How much pressure did you feel in getting this story right?

Ron Krauss:   “I didn’t even really know how much. The girls are tough. I mean,  one girl emphasized to me that she was in a gang and that she’d knock me right out, kind of thing. She didn’t say it to me, but she was hinting that her life of where she came from and where she doesn’t want to go, and doesn’t want to deal with any kind of nonsense. She’s not going to take it.

One thing is it was an I was helping them and they were helping me kind of thing. You know, because they were showing me the way about life. They have their feet on the ground, they are very genuine. You ask them a question, you get a direct answer. Everybody has an agenda. They have no agenda. Their agenda is surviving. That’s their agenda. Surviving has no tolerance, you know what I mean?  There is no cutting around the corner and it’s very direct.

There’s honesty in that, and there’s something really refreshing about that, when you meet someone like that. When you’re used to dealing with other people in life, and you meet someone like that, it’s hard to forget about that. It’s hard to not learn from that.”

How do you move on to another project after this? This has been life-changing, I would imagine.

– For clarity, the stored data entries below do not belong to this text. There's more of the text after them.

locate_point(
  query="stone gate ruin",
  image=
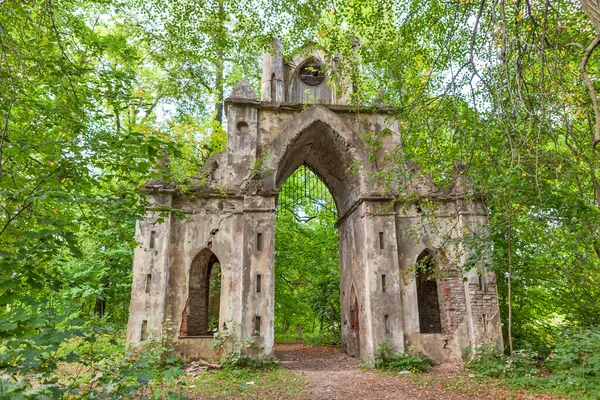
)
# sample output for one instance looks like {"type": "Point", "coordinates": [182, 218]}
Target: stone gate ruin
{"type": "Point", "coordinates": [304, 119]}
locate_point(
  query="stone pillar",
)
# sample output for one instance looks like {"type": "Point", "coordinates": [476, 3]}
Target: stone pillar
{"type": "Point", "coordinates": [258, 280]}
{"type": "Point", "coordinates": [242, 135]}
{"type": "Point", "coordinates": [150, 273]}
{"type": "Point", "coordinates": [369, 263]}
{"type": "Point", "coordinates": [273, 86]}
{"type": "Point", "coordinates": [481, 292]}
{"type": "Point", "coordinates": [382, 279]}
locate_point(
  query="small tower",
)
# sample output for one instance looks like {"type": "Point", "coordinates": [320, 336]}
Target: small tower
{"type": "Point", "coordinates": [273, 77]}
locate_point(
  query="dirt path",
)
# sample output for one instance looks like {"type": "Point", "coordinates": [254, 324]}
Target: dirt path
{"type": "Point", "coordinates": [333, 375]}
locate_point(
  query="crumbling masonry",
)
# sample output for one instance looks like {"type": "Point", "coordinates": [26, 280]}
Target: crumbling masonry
{"type": "Point", "coordinates": [303, 118]}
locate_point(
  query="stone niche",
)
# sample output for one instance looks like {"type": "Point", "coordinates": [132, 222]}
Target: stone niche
{"type": "Point", "coordinates": [402, 280]}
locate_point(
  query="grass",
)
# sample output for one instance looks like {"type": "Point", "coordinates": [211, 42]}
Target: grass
{"type": "Point", "coordinates": [312, 338]}
{"type": "Point", "coordinates": [241, 384]}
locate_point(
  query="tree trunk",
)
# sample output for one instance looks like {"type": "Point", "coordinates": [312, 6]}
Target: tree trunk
{"type": "Point", "coordinates": [219, 90]}
{"type": "Point", "coordinates": [592, 9]}
{"type": "Point", "coordinates": [510, 344]}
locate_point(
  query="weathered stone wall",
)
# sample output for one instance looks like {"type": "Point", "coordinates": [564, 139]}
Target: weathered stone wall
{"type": "Point", "coordinates": [231, 215]}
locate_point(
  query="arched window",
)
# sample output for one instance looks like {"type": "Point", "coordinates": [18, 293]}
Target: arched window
{"type": "Point", "coordinates": [309, 84]}
{"type": "Point", "coordinates": [427, 294]}
{"type": "Point", "coordinates": [201, 313]}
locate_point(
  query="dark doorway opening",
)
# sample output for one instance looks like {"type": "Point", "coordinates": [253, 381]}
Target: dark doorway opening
{"type": "Point", "coordinates": [201, 313]}
{"type": "Point", "coordinates": [427, 294]}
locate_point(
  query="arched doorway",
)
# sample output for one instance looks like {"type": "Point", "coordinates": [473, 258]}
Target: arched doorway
{"type": "Point", "coordinates": [319, 141]}
{"type": "Point", "coordinates": [307, 269]}
{"type": "Point", "coordinates": [427, 293]}
{"type": "Point", "coordinates": [201, 314]}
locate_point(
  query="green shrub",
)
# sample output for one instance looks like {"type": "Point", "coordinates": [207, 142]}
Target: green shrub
{"type": "Point", "coordinates": [324, 338]}
{"type": "Point", "coordinates": [573, 366]}
{"type": "Point", "coordinates": [389, 360]}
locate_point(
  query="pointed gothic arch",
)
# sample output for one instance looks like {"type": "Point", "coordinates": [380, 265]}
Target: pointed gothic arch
{"type": "Point", "coordinates": [204, 291]}
{"type": "Point", "coordinates": [426, 279]}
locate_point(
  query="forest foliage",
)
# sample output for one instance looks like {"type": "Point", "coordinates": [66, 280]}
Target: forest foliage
{"type": "Point", "coordinates": [93, 92]}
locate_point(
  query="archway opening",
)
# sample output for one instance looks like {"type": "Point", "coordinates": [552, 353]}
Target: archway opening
{"type": "Point", "coordinates": [201, 314]}
{"type": "Point", "coordinates": [307, 267]}
{"type": "Point", "coordinates": [427, 294]}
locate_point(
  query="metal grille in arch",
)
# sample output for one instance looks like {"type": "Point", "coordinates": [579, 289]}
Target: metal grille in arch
{"type": "Point", "coordinates": [305, 196]}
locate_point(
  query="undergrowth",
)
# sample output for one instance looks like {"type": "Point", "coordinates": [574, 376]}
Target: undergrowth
{"type": "Point", "coordinates": [386, 359]}
{"type": "Point", "coordinates": [572, 367]}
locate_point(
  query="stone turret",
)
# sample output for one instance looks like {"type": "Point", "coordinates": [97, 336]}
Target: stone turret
{"type": "Point", "coordinates": [273, 83]}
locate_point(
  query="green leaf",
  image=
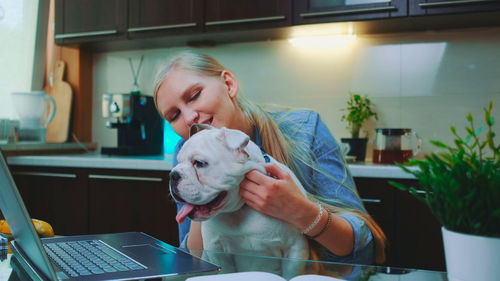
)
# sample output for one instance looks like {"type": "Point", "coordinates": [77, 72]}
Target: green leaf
{"type": "Point", "coordinates": [439, 144]}
{"type": "Point", "coordinates": [469, 118]}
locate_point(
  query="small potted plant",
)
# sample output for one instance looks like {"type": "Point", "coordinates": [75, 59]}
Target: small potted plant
{"type": "Point", "coordinates": [461, 186]}
{"type": "Point", "coordinates": [359, 109]}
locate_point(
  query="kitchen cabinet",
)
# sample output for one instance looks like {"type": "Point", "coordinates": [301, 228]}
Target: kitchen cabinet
{"type": "Point", "coordinates": [320, 11]}
{"type": "Point", "coordinates": [83, 201]}
{"type": "Point", "coordinates": [413, 233]}
{"type": "Point", "coordinates": [55, 195]}
{"type": "Point", "coordinates": [163, 17]}
{"type": "Point", "coordinates": [79, 21]}
{"type": "Point", "coordinates": [123, 200]}
{"type": "Point", "coordinates": [246, 14]}
{"type": "Point", "coordinates": [435, 7]}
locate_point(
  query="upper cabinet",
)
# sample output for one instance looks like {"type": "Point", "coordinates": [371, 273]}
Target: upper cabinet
{"type": "Point", "coordinates": [79, 21]}
{"type": "Point", "coordinates": [245, 14]}
{"type": "Point", "coordinates": [435, 7]}
{"type": "Point", "coordinates": [319, 11]}
{"type": "Point", "coordinates": [163, 17]}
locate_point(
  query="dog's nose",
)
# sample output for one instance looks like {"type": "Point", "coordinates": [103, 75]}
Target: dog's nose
{"type": "Point", "coordinates": [174, 181]}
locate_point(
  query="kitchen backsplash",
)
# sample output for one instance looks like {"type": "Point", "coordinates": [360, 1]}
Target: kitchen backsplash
{"type": "Point", "coordinates": [426, 81]}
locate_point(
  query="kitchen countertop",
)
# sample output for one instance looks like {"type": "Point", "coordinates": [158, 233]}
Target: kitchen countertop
{"type": "Point", "coordinates": [164, 163]}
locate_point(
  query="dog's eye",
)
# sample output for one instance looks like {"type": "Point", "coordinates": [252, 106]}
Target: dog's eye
{"type": "Point", "coordinates": [199, 164]}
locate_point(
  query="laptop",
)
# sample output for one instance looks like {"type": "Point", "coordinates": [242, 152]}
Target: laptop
{"type": "Point", "coordinates": [117, 256]}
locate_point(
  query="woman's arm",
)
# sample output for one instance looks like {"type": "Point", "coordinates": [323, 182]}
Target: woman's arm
{"type": "Point", "coordinates": [194, 240]}
{"type": "Point", "coordinates": [280, 197]}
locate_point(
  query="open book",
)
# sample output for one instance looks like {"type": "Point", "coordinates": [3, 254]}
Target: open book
{"type": "Point", "coordinates": [261, 276]}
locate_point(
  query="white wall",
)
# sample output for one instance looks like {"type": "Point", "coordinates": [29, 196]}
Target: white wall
{"type": "Point", "coordinates": [426, 81]}
{"type": "Point", "coordinates": [18, 20]}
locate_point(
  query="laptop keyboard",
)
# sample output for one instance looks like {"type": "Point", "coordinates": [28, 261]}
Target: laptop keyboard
{"type": "Point", "coordinates": [89, 257]}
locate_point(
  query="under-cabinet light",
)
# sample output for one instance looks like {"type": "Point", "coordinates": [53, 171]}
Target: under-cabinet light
{"type": "Point", "coordinates": [330, 41]}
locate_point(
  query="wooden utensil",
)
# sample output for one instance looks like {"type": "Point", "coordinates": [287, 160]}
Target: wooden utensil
{"type": "Point", "coordinates": [57, 129]}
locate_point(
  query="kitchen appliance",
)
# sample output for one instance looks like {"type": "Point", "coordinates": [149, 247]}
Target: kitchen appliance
{"type": "Point", "coordinates": [395, 145]}
{"type": "Point", "coordinates": [35, 110]}
{"type": "Point", "coordinates": [140, 127]}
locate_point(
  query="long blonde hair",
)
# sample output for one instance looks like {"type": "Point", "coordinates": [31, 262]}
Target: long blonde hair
{"type": "Point", "coordinates": [276, 142]}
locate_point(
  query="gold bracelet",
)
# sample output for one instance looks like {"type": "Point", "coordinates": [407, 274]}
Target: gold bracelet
{"type": "Point", "coordinates": [324, 227]}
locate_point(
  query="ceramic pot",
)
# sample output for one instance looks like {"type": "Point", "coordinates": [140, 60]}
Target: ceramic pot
{"type": "Point", "coordinates": [471, 257]}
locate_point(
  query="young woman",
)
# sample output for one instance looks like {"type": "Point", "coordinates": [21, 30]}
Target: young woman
{"type": "Point", "coordinates": [195, 88]}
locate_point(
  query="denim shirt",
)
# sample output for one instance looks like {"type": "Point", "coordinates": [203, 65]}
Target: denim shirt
{"type": "Point", "coordinates": [307, 127]}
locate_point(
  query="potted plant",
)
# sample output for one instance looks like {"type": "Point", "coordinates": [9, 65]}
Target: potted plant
{"type": "Point", "coordinates": [461, 185]}
{"type": "Point", "coordinates": [359, 109]}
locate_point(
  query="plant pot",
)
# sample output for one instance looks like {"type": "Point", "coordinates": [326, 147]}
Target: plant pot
{"type": "Point", "coordinates": [358, 147]}
{"type": "Point", "coordinates": [471, 257]}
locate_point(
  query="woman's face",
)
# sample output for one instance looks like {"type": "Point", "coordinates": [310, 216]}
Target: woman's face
{"type": "Point", "coordinates": [186, 97]}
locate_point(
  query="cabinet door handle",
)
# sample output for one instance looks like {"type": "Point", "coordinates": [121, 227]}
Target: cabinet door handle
{"type": "Point", "coordinates": [369, 200]}
{"type": "Point", "coordinates": [161, 27]}
{"type": "Point", "coordinates": [46, 174]}
{"type": "Point", "coordinates": [113, 177]}
{"type": "Point", "coordinates": [248, 20]}
{"type": "Point", "coordinates": [346, 12]}
{"type": "Point", "coordinates": [452, 3]}
{"type": "Point", "coordinates": [85, 34]}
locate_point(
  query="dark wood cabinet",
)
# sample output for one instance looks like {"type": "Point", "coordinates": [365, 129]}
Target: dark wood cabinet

Ron Krauss:   “It’s a journey and it’ll help me on my other projects, for sure. It’s helping me grow as a filmmaker and as a person. I learn from each project, and the project I did before this was equally as tough. I get into these worlds and they’re complex, and they’re worlds that most people turn away from.  They don’t confront them. They look away. My films are interesting because they don’t look away. You get into it, and you discover and you learn, and you’re entertained, but you’re emotionally moved. So I’m sure there’ll be another subject I feel after this that maybe needs attention or awareness. It could be a continuation of this, something from this world, or something completely different. I never know. It just comes to me and I say, ‘Oh, that is it. I think I should do something like that.'”

And you also have a book coming out?

Kathy DiFiore: “My book comes out right around the time the movie comes out. It’s called Gimme Love, Gimme Hope, Gimme Shelter: The Inspiring Story Behind the Movie, by me.  It’s got nine other Apples in it and it starts with my lines, Kathy’s lines, and it describes the development of these women. It’s really a wonderful book for people that are interested in this type of issue in our culture, in our society.

It talks about the other work that I’ve done with the United Nations and work with the homeless women network, and things like that. Also, for anyone that wants to open a shelter, go to the website I have a kit because we need more shelters.”